TLDR
- Netflix trades near yearly low, CFRA sees 16% upside to $115.
- Earnings miss EPS estimates but revenue growth stays strong.
- Volatility high; monthly swings exceed 2%, weekly near 2.6%.
- Analyst sentiment remains positive, 25 of 35 rate “Buy.”
- Trading volumes spike, signaling renewed investor interest.
Netflix (NFLX) shares slipped to $97.70, down slightly from the previous close. The stock has underperformed compared to its 52-week high of $154.75. CFRA upgraded the stock to “Buy” with a price target of $115, signaling potential growth.
Netflix, Inc., NFLX
Trading volumes remain below average, reflecting limited momentum in the market. The company carries a market capitalization exceeding $416 billion and a beta of 1.71. This indicates Netflix could move sharply on broader market developments or company news.
Analysts continue to highlight Netflix as a key player in streaming. The stock trades near its one-year low, yet the upgrade suggests optimism despite recent volatility. Market participants are observing valuation metrics and performance trends for potential upside.
Recent Price Action: Fluctuating Performance
Netflix shares have experienced wide swings, hitting a recent low of $12.77. The stock has declined almost 37% from its one-year high. The current trading price shows a significant recovery from the yearly low, signaling mixed market sentiment.
Over the past month, Netflix has dropped nearly 8% while the three-month decline exceeds 27%. Despite this, one-year gains still show a 3.59% positive return. Volatility remains elevated, with weekly swings near 2.6% and monthly swings above 2%.
Average trading volumes have increased, rising above 83 million shares in recent days. This compares to a three-month average of 50 million shares. The rise indicates greater market activity as investors respond to earnings and upgrades.
Earnings and Analyst Sentiment: Mixed Signals
Netflix recently reported earnings per share of $5.87, missing the $6.96 consensus estimate. Revenue growth reached $12.05 billion, slightly above forecasts, highlighting solid top-line performance. Profit margins remain strong at over 24%, although earnings shortfalls raise questions about near-term performance.

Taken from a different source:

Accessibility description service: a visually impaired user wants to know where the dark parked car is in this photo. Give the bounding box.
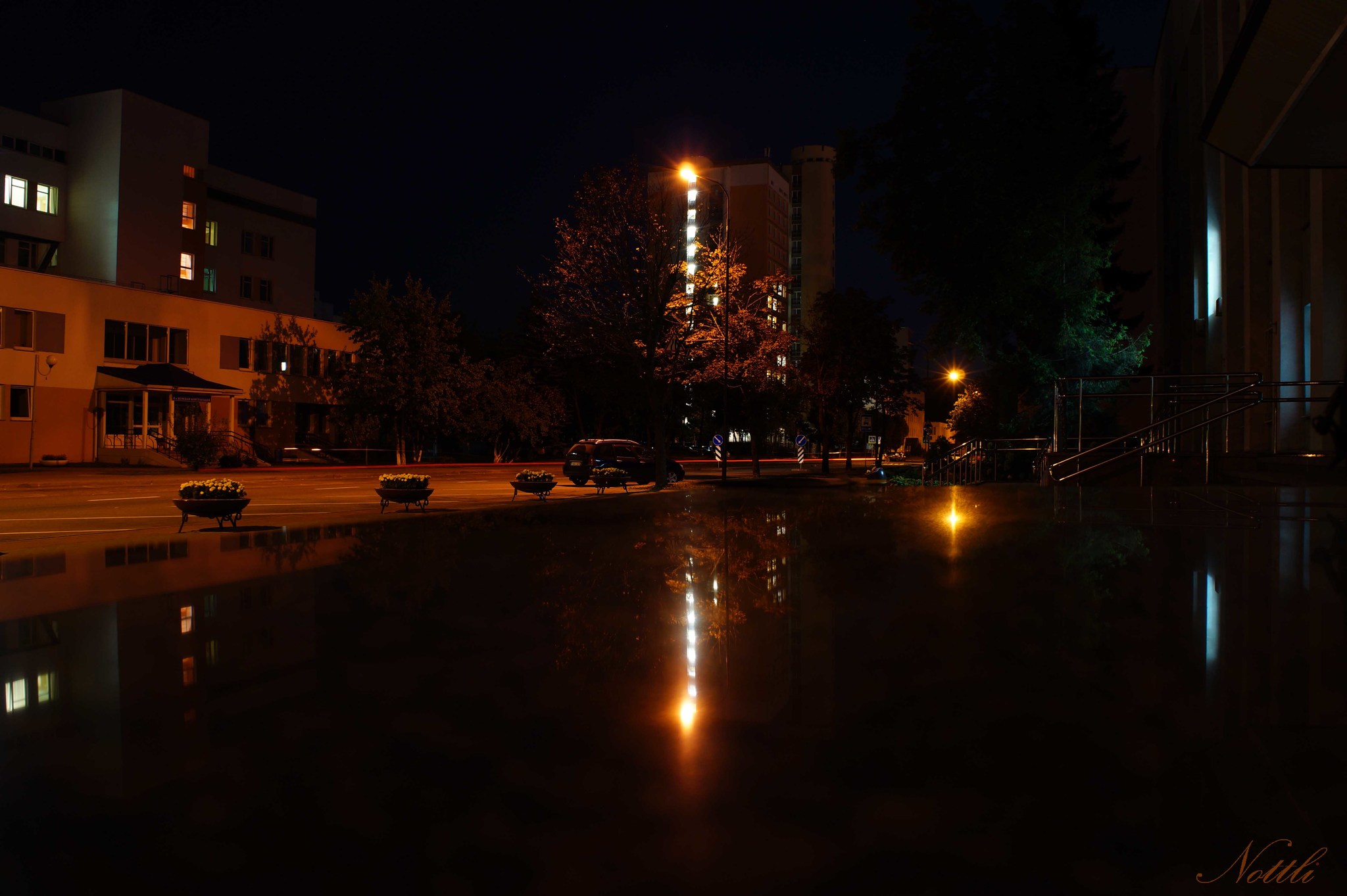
[562,438,683,486]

The majority of analysts maintain positive views, with 25 out of 35 rating the stock as “Buy.” Price targets range from $94 to $160, averaging near $115. The CFRA upgrade reinforces optimism, suggesting a potential 16% upside from current levels.
Insider transactions show limited shifts in holdings, with small sales reported in recent months. The company maintains a debt-to-equity ratio of 0.51 and a current ratio above 1.19. These metrics reflect stable financial positioning amid market fluctuations.
Market Outlook and Valuation Metrics
Netflix trades at a price-to-earnings ratio above 39 and a PEG ratio near 1.4. This positions the stock as relatively high-valued but with growth prospects. Analysts note the streaming leader remains competitive despite recent sector pressures.
Moving averages show mixed trends, with the 50-day average near $86 and the 200-day at $103. The company’s valuation reflects investor sentiment and potential recovery momentum. Stock grading indicates moderate confidence in fundamentals while signaling room for upside.
Overall, Netflix faces short-term pressure yet shows growth potential. The CFRA upgrade highlights an opportunity for investors targeting higher returns. Market dynamics suggest continued swings but provide a clear path toward the $115 target.